Jako pierwsza objawy typowe dla COVID-19 miała jedna z pacjentek zakładu. Kobieta dziesięć dni wcześniej przebywała na badaniach w szpitalu w Radomiu i niewykluczone, że to tam się zaraziła. "Kiedy okazało się, że ma wynik pozytywny, testom poddano 27 osób z personelu i dwóch pacjentów z objawami chorobowymi. Okazało się, że zarażonych jest 8 salowych, 6 pielęgniarek i 2 przebadanych pacjentów" – przekazał dyr. Piotrowski.

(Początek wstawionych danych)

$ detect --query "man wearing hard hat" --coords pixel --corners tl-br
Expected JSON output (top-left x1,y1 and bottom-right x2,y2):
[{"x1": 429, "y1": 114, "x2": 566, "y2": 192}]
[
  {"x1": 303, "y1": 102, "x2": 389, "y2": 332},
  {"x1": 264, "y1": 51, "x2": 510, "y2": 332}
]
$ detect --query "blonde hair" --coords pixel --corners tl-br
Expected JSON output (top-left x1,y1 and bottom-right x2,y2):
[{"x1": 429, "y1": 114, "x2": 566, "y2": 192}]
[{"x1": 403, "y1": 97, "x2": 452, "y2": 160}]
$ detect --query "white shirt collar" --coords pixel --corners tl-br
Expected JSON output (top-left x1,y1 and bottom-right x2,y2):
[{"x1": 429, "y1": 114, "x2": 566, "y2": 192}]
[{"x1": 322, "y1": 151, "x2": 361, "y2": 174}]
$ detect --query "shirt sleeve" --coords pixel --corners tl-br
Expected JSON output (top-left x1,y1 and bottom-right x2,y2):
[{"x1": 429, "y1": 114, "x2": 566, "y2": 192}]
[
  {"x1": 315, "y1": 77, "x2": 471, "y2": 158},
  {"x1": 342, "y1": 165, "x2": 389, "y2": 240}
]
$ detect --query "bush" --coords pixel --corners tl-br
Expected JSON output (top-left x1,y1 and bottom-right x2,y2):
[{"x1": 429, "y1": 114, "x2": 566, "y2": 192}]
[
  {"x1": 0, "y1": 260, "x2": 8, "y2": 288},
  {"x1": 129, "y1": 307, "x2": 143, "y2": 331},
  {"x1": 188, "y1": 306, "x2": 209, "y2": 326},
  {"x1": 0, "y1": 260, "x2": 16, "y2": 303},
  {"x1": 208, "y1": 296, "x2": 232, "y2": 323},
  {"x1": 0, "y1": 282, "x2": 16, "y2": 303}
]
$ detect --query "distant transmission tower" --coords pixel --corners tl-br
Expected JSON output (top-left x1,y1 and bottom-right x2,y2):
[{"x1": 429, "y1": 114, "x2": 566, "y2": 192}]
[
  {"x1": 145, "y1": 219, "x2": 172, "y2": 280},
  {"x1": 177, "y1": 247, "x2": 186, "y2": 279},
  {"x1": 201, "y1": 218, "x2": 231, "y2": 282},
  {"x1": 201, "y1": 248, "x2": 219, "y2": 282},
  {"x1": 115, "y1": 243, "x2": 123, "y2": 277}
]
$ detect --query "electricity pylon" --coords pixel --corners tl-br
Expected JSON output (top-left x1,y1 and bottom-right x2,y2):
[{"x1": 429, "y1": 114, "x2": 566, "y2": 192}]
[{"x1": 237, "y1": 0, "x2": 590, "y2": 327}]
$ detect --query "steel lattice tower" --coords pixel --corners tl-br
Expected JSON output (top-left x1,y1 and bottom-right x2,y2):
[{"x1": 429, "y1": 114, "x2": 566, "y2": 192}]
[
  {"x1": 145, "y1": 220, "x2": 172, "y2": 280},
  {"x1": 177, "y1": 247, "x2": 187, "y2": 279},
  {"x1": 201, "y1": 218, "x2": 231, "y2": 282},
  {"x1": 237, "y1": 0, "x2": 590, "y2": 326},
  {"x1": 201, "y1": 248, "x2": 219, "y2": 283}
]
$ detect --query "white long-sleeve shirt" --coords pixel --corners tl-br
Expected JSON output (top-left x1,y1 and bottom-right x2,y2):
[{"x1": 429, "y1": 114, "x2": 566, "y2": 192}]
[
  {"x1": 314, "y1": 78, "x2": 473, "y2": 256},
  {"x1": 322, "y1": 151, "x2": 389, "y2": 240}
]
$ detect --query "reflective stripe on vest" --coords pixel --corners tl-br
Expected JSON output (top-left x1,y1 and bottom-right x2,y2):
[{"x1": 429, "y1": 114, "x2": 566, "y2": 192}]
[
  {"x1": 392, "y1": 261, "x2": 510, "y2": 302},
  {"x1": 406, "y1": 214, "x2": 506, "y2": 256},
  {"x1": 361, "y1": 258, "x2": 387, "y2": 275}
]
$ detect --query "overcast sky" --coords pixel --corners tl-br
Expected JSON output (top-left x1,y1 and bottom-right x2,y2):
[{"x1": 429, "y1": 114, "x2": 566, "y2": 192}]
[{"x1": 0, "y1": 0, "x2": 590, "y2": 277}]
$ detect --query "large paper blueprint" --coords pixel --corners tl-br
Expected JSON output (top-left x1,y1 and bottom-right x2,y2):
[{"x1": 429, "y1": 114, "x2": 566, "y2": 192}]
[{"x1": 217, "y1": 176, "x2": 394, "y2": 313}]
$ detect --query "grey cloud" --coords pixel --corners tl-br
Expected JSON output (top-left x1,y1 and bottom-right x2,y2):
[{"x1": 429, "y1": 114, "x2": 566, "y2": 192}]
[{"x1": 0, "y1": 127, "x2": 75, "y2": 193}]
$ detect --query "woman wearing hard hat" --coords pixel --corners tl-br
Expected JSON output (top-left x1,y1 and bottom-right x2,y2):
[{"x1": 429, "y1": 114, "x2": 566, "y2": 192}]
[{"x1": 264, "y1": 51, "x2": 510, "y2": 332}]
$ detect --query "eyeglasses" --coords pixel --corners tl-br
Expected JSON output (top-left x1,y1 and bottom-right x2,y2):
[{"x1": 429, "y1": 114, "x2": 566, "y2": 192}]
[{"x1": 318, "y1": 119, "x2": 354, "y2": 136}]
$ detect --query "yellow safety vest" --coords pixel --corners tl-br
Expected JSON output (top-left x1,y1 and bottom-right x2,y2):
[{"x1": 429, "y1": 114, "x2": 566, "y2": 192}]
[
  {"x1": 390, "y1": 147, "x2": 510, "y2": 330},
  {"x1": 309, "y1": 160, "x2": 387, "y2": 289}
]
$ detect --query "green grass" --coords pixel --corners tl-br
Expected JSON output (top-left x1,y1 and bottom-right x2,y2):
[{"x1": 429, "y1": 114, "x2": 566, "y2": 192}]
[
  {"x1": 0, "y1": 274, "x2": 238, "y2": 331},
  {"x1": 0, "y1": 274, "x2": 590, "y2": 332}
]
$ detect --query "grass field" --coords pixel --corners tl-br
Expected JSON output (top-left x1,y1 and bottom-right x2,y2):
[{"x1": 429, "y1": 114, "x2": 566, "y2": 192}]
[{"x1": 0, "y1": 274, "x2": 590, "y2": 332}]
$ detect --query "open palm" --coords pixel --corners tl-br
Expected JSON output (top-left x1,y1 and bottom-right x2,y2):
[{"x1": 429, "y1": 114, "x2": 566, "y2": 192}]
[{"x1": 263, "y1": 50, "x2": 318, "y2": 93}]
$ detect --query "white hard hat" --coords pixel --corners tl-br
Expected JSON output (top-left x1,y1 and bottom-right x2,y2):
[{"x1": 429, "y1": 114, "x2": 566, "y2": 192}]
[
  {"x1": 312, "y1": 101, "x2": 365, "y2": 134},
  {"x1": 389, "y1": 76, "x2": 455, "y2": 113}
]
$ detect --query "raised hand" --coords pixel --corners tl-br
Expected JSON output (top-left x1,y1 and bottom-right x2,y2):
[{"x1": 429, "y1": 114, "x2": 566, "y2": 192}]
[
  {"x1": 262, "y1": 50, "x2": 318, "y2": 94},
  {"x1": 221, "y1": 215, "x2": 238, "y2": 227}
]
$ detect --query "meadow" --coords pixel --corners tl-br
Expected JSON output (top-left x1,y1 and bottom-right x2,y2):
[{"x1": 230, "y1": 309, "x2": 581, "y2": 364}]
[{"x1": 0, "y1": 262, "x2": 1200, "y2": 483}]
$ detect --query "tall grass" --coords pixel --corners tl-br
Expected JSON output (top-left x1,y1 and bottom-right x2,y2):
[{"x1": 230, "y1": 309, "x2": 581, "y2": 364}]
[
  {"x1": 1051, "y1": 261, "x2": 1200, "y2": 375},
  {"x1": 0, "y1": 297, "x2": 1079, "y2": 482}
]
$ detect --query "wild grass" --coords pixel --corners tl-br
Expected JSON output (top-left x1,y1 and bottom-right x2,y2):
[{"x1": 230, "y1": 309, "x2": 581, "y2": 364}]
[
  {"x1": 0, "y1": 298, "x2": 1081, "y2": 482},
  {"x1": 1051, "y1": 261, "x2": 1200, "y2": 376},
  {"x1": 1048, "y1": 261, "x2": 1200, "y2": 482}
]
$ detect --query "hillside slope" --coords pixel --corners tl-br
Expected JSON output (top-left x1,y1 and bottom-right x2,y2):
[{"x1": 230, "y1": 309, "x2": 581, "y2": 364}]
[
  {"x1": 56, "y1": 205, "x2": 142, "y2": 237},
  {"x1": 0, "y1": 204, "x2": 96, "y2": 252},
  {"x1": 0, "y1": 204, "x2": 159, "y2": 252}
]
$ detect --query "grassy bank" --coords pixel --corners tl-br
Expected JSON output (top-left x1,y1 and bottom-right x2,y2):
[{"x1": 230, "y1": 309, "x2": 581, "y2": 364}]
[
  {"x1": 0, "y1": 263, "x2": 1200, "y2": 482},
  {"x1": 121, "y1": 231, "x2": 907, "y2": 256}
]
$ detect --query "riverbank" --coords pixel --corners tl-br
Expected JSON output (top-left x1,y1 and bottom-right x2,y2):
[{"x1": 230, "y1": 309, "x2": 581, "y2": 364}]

Po przeprowadzeniu testów u następnych 30 pacjentów okazało się, że wynik dodatni ma kolejnych 6 osób. "Wszyscy zarażeni przebywali wcześniej na jednym piętrze z osobą, która zachorowała na COVID-19 jako pierwsza, co potwierdza hipotezę o pacjentce 'zero'" - zauważył Piotrowski. Dodał, że większość osób z koronawirusem przechodzi chorobę bezobjawowo.
Dyr. Piotrowski przyznał, że od kilku dni w Zakładzie Pielęgnacyjno-Opiekuńczym jest trudna sytuacja kadrowa w związku ze zwolnieniami lekarskimi części personelu. Zapowiedział jednak, że od wtorku personel ma otrzymać wsparcie. "Do pracy oddelegowane zostały dwie pielęgniarki i dwie osoby do sprzątania - na co dzień pracujące w SPZZOZ. Jesteśmy też w kontakcie z innymi osobami, które są gotowe podjąć pracę w Zakładzie Pielęgnacyjno-Opiekuńczym" – przekazał Piotrowski. Dodał, że za kilka dni mają zostać poddani testom na obecność koronawirusa wszyscy pracownicy, którzy w pierwszym badaniu mieli wynik negatywny.